Crispy fried poussin with blue cheese sauce
Crispy fried chicken the Gressingham way. Served with a creamy blue cheese dressing
- 1 Gressingham spatchcock poussin
- 3 tbsp plain flour
- 1 tsp cayenne pepper
- 1 tsp ground paprika
- 1 tsp ground white pepper
- 1 tsp salt
- 300 ml vegetable oil
- 225g full fat milk
- Juice of 1 lemon
Blue cheese sauce
- 100g Stilton ( or similar )
- 2 garlic cloves - finely chopped
- 50g mayonnaise
- 50g milk
- Squeeze lemon
- Mix milk with the lemon juice and leave to thicken.
- Mix all the poussin dry ingredients together. Set aside.
- Cut the poussin into 4 pieces by using a sharp pair of scissors or knife cut to cut the bird in half lengthways along either side of the back bone and discard the bone. Now take off the legs.

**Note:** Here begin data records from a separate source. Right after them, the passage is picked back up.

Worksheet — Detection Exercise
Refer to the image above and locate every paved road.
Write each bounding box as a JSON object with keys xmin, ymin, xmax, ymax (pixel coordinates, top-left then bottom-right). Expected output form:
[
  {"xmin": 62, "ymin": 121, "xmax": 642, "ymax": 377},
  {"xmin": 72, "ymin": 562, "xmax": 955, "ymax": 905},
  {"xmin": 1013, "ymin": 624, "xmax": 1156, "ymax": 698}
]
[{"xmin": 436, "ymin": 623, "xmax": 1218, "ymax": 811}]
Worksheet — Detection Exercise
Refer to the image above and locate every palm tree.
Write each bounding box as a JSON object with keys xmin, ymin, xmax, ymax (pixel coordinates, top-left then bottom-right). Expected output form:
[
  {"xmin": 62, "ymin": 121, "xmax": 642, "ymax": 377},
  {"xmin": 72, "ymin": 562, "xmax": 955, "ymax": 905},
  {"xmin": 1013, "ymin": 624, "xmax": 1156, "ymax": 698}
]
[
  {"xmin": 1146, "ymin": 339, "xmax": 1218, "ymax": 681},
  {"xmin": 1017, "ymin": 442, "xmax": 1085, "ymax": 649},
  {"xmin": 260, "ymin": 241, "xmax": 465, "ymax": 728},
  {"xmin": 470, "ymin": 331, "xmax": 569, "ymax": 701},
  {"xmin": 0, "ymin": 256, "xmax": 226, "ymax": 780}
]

- Place the 4 pieces into the milk / lemon mixture and mix well. Leave in the milk and refrigerate for at least an hour or preferably overnight.
- When you are ready to serve remove the poussin from the milk mixture and shake off any excess liquid. Dredge each piece through the dry flour mix and coat well.
- Pre heat the oven to 200oC and heat the oil in a heavy bottomed and high sided pan and put onto a low to medium heat. When the oil has reached temperature (180oc if you have a temperature probe but otherwise place a small cube of bread in the oil to see it turn a light golden brown ).
- Lightly shake the poussin pieces and carefully lower into the oil with a slotted spoon and deep fry for 5 mins taking care the oil does not get too hot . Turn off the heat and carefully remove from the oil with a slotted spoon onto kitchen paper. Place on to a baking tray and roast in the oven for 5 mins. Remove from the oven rest somewhere warm for 5 minutes while you prepare the dipping sauce.
- Crumble the blue cheese and using a fork mix the cheese with the lemon juice, chives, garlic , mayonnaise and milk until you have a smooth consistency. Decant into a ramekin
- Place everything into the middle of the table and serve up.